Parallel Vs Serial Communications
Contents
Introduction
Broadly speaking there are two different approaches to facilitate hardwired communications between two electronic devices: parallel and serial. This posting will not be considering wireless communications.
Both forms of communication have a long history. They are concerned with the transmission of the smallest piece of digital information - the bit - across a wire between both devices.
A bit can only have one of two possible values; 0 or 1. Considering the physical layer, bits can be transmitted as either a HIGH value (e.g. 3.3V) representing a 1 or a LOW value (e.g. 0V) representing a 0.
This simple HIGH/LOW voltage method of transmitting bits means that it is easy to see the resultant square wave form on an oscilloscope.
Almost always more than a single bit needs to be transmitted from one device to a receiving device. Multiple bits can be transmitted simultaneously across parallel wires or sequentially on a single wire. What this looks like, with advantages and disadvantages of both approaches, is discussed in the sections following.
Parallel Communications
In parallel communications a series of bits are transmitted simultaneously across parallel cables or channels. Usually 8-bits making a byte are sent as a group. This is best shown with a diagram.
On each clock (CLK) pulse all eight bits are simultaneously sent. The receiver is responsible for assembling the bits into their correct order.
Parallel communication was once widely used in consumer level devices such as printers, scanners and hard drives but has largely been replaced by cheaper serial technology - especially since the popularity of USB (Universal Serial Bus) with its plug'n'play philosophy has developed and grown.
However parallel technologies are still in use where high data rates are required such as large shop printers and internal computer buses.
Serial Communications
Serial communication involves data transmission of each bit across a single cable or channel. The bits are sent as a serial stream, one after the other.
Both the transmitter and receiver must agree on the number of data bits (the data frame) that will be transmitted per packet - 5 to 9 bits but most commonly 8 bits. The data transmission rate (baud rate usually expressed in bytes/sec, Kbytes/sec or Mbytes/sec) must also be agreed.
The transmitter initiates the transmission by sending a start bit which advises the receiver that a packet is about to be sent. After the data frame has been sent, an optional error check (parity bit) may be sent. The transmitter will then send a stop bit indicating end of transmission. If there is more data to be sent then the process will be repeated.
Serial communication:
- Requires fewer wires
- Has simpler hardware
- Lower implementation cost
- Is the preferred solution for telecommunication networks
Serial communication disadvantages include:
- Can be much slower than parallel transmissions
- Extra control bits (non-data) need to be transmitted
- Higher processing overheads
Microcontrollers with their limited numbers of external GPIO pins almost exclusively communicate with their peripherals via a serial protocol. In cases where the nature of the external device dictates that parallel communication must be used the peripheral will often have an onboard controller chip that converts parallel data streams to serial streams and vice versa.
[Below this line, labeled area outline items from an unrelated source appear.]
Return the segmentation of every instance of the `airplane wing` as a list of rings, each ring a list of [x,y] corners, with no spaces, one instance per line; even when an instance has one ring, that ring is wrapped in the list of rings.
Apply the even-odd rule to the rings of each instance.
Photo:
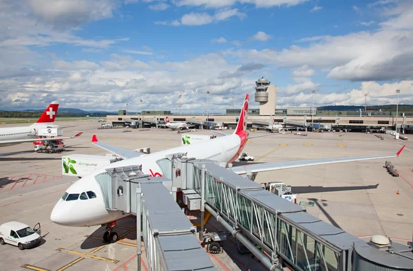
[[[292,169],[301,166],[317,166],[319,164],[342,163],[344,162],[368,160],[370,159],[391,158],[400,155],[403,146],[396,154],[388,154],[383,155],[348,157],[343,158],[330,159],[315,159],[311,160],[286,161],[275,163],[264,164],[249,164],[244,166],[239,166],[231,168],[232,171],[237,174],[257,173],[259,172],[277,171],[279,169]]]
[[[104,150],[111,152],[118,156],[120,156],[123,159],[133,158],[134,157],[140,156],[143,154],[142,153],[138,153],[135,151],[118,148],[117,147],[114,147],[107,144],[100,142],[98,141],[98,138],[96,138],[96,135],[93,135],[93,136],[92,137],[92,144],[100,148],[102,148]]]
[[[253,139],[253,138],[261,138],[263,136],[274,136],[274,135],[281,135],[281,133],[263,133],[261,135],[251,136],[248,136],[248,138],[246,138],[246,139]]]
[[[212,131],[214,133],[219,133],[220,135],[222,135],[222,136],[229,136],[229,135],[231,135],[231,133],[226,133],[223,132],[223,131],[220,131],[220,130],[211,130],[211,131]]]
[[[3,144],[10,144],[10,143],[24,143],[24,142],[34,142],[35,141],[39,141],[39,140],[59,140],[59,139],[70,139],[70,138],[77,138],[78,136],[80,136],[82,133],[83,133],[83,132],[80,132],[76,133],[74,136],[58,136],[56,138],[31,138],[31,139],[20,139],[20,140],[1,140],[0,141],[0,146]]]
Good examples are display devices (e.g. 7-segment LED and LCD1602 displays) where the microcontroller is able to write screen data with a serial protocol to screens requiring a parallel data stream via an onboard controller chip on the display.
The microbit module provides access to three popular serial hardware/protocol industry standards: UART, I2C and SPI.
The above discussion on serial transmission specifically describes UART in basic terms. Meanwhile I2C and SPI also transmit their data bits in a serial sequence they have different start/stop and timing mechanisms.
UART is an asynchronous serial protocol where each connected device must maintain their own clock and transmission can be initiated by either device at anytime.
SPI and I2C are synchronous serial protocols where one device provides the clock signals and initiates transmission.